The Prior Authorizations process creates inconsistent application, physician dissatisfaction and opportunity for life-threatening adverse events for patients.
The intended consequence of Prior Authorizations (PAs) is to minimize use of expensive, risky, and inappropriately prescribed medications. Some therapeutic categories have benefitted from this intervention, most notably inpatient antibiotic stewardship. But when broadly applied, most of the policies are about cost, masquerading as safety, resulting in delayed or restricted access to recommended medications, and no comparable alternatives.
The PA process has definitely compromised my ability to treat patients. PAs are now required for the majority of drugs I prescribe, using dumbed-down rationale, most often derived from FDA labelling and inconsistently applied.
Elidel, for example, is FDA-approved for children down to age 2, but access often requires a PA. On the other hand, betamethasone ointment labelling indicates use for only those over age 13, but is readily filled, without question, for infants. Access to newer drugs, like those for itch is denied for many patients. The intrusion of PAs on the physician-patient relationship has surpassed electronic medical records as the leading cause of physician dissatisfaction. A December 2018 American Medical Association survey completed by 1,000 physicians corroborated this impression. The great majority reported that the burden increased over the last five years to “high” or “extremely high,” and has negatively impacted patient outcomes.
Almost one third reported that associated delays lead to serious or life-threatening adverse events for patients. These physicians and their staff spent an average of two business days per week on PAs and over one third have staff members whose time is exclusively spent on this task.
My son was one of those staff members for two years when he worked in a general internist’s office. He was hired as a scribe but took over PA responsibilities because medical training and experience were not required, and the task was so frustrating and time-consuming for the clinicians.
Delegating PAs to low-paid employees may be the path-of-least resistance, but it also enables perpetuation of this meaningless exercise.

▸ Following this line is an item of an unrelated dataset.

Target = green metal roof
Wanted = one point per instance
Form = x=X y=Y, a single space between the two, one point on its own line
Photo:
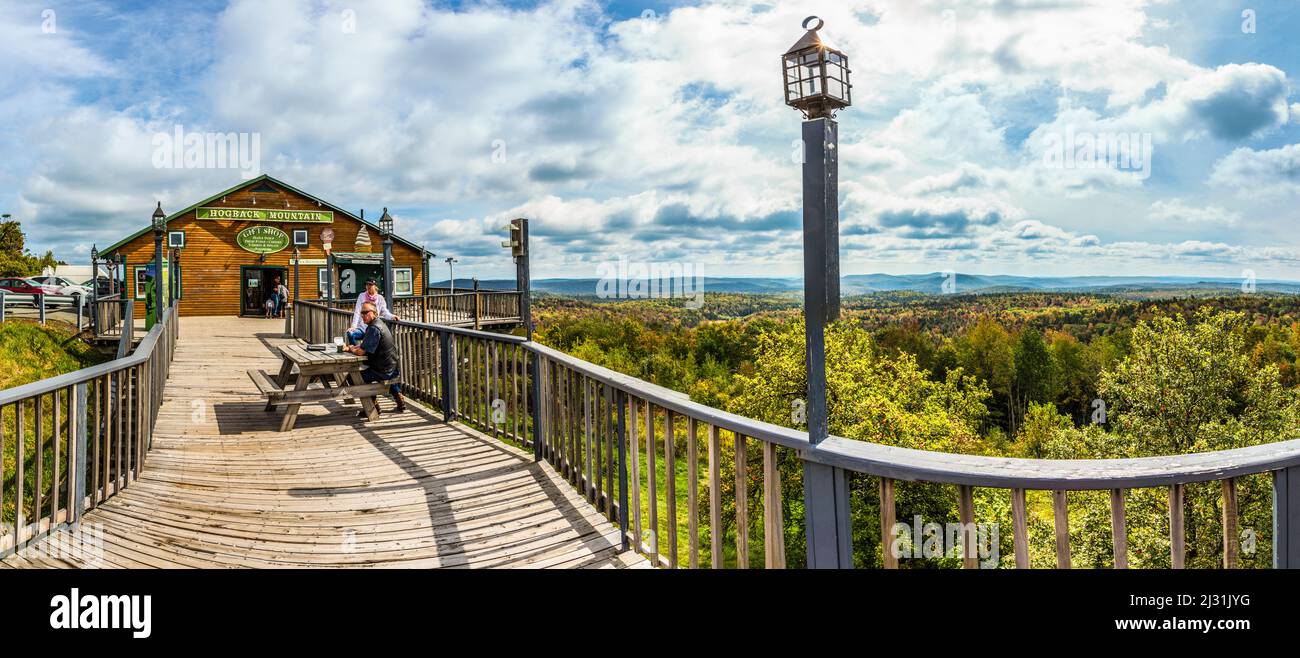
x=246 y=184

My son and my own staff have spent hours struggling with poorly designed platforms unable to access patient information and waiting on-hold during phone calls to speak with equally untrained and inexperienced payor representatives. In the internist’s office, denials were common for life-saving drugs like insulin. In my office, PAs impact almost all prescriptions I write, from acne to severe inflammatory skin disease. In an attempt to understand and address this issue, we recently reviewed the reasons for our denials.
Age younger than that indicated on the drug label was the most common. Our attorney collaborators found a clause in the Affordable Care Act that bans treatment-related age discrimination, prompting the following statement in my appeal letters: “Restricting access to the medication on the basis of its FDA-approved indication does not excuse the fact that this practice constitutes illegal age discrimination in clear violation of section 1557 of the Affordable Care Act.”
Other reasons for denials applicable to patients seen in a general dermatology practice, is to enforce step-edit requirements or restrict a drug prescribed off-label. My appeal for these decisions includes: “Your attempt to enforce your general criteria without regard to the extenuating factors in this case is essentially the practice of medicine by an organization, which is illegal in several states.”
I also frequently request a peer-to-peer review and inform the reviewer that their name and credentials will be documented in the medical record. Although involving the patient in the PA process is a good idea in theory, neither my office, nor my son’s employer routinely does this, because health literacy in the general population does not support the success of that strategy.
The evolving practice of medicine has always faced obstacles. In the 1980s, dissatisfaction stemmed from the new gatekeeper-controlled, managed care model. Computers were changing the acquisition of information and the physician-dominant power structure was beginning to falter. These menaces have been replaced by electronic data entry, PAs and the consolidation and corporatization of medicine. But medicine remains a great career with relative autonomy, respectable peers and a focus on service to others.
The practice of medicine will continue to evolve, and, hopefully, improve with intelligent voice recognition software that will be able to record beyond verbatim, actually taking notes and learning along the way. One day we will have a system that incentivizes prevention, rewards efficiency and measures true long-term health outcomes.
I strive for a glass-half-full world view and try to make lemonade from bitter lemons. So, it occurred to me that a benefit of the PA process is to provide opportunity for experience and a path to medical school for a growing army of medical scribes, including my son, who was not dissuaded by the work. As a first year of medical student, he is looking forward to a rewarding career.